No U.S. artist takes more pains over details than does Andrew Wyeth. If a picture is rich enough in detail, he figures, it can be dramatically simple in its overall effect. He once devoted three quarters of a painting to a grassy hillside, spent a month and a half brushing in each grass blade separately “to make it come toward you, that surge of earth.” Perfectionist though he is, Wyeth does not aim to please. The warmth, charm and dazzle of color are foreign to him; so are rhythmic arabesques of line. Using egg tempera and tiny brushes, he paints mostly with dull browns, greys and blacks, composes his pictures to create a deathly sense of stillness and balance rather than of flow.
Within the strict limits he sets himself, Wyeth’s carefully wrought tempera paintings almost invariably succeed in being both clear and convincing. Strangely enough, his watercolors, which he dashes off in a hurry, do too. In them his love of nature (preferably bleak) has much freer rein, and in them he proves himself a delicate and sensitive draftsman, not merely a careful one.

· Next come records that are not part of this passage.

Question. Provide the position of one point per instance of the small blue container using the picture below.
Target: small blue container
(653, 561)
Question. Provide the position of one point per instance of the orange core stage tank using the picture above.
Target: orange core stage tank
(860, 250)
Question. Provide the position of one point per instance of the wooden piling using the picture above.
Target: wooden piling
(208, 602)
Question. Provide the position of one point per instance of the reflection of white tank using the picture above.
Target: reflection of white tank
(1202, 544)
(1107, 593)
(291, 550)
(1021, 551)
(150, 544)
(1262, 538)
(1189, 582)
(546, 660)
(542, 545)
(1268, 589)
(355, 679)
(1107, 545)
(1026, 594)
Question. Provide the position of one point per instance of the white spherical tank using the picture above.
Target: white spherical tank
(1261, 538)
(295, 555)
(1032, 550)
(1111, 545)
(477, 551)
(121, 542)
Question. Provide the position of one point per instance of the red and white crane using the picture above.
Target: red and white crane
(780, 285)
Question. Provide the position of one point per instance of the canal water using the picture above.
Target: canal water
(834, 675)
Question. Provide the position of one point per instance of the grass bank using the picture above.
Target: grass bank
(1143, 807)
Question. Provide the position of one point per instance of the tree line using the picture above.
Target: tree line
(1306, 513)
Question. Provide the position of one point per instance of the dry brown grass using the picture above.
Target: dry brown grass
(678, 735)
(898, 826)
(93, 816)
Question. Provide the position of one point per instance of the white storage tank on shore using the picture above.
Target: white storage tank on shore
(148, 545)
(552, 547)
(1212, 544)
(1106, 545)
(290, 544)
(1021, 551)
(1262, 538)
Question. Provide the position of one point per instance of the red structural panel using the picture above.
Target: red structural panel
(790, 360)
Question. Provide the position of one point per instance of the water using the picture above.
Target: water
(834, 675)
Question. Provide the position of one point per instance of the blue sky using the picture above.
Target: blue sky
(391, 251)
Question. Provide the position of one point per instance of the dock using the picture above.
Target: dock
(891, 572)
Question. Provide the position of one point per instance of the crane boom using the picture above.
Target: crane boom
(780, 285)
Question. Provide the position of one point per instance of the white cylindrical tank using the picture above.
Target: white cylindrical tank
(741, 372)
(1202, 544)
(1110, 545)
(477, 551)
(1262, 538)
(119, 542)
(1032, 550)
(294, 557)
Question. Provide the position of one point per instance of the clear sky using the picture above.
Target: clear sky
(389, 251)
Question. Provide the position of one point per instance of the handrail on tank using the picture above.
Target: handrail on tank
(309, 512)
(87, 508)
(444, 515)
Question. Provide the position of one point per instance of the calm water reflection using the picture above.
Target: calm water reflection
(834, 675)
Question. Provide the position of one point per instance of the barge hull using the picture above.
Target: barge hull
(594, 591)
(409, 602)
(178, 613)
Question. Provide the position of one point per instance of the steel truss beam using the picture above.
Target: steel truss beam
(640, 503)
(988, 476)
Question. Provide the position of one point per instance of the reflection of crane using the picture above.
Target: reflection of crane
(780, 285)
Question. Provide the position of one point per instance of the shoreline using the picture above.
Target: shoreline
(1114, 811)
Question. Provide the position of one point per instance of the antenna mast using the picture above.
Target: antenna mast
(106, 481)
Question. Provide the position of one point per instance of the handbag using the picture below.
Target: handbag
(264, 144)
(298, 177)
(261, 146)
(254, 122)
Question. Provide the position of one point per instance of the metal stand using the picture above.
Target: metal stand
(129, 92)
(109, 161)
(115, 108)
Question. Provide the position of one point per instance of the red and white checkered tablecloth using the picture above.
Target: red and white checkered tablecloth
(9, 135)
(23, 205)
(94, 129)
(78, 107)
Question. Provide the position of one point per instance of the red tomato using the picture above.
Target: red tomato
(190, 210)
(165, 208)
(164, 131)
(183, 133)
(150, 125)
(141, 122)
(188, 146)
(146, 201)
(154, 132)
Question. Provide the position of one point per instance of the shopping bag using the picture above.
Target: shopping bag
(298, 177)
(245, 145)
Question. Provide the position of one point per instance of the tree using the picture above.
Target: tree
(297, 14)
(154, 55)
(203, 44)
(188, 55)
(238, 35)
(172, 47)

But the temperas, mostly records of the Pennsylvania countryside and Maine seacoast he knows best, are Wyeth’s chief work. The worst of them look unnecessarily labored, but the best make him a candidate for the mantle of the great Pennsylvania realist Thomas Eakins. That dour master specialized in dramatizing the obvious, as Wyeth does in his crystalline Spindrift. The earthier Eakins would never have attempted Soaring.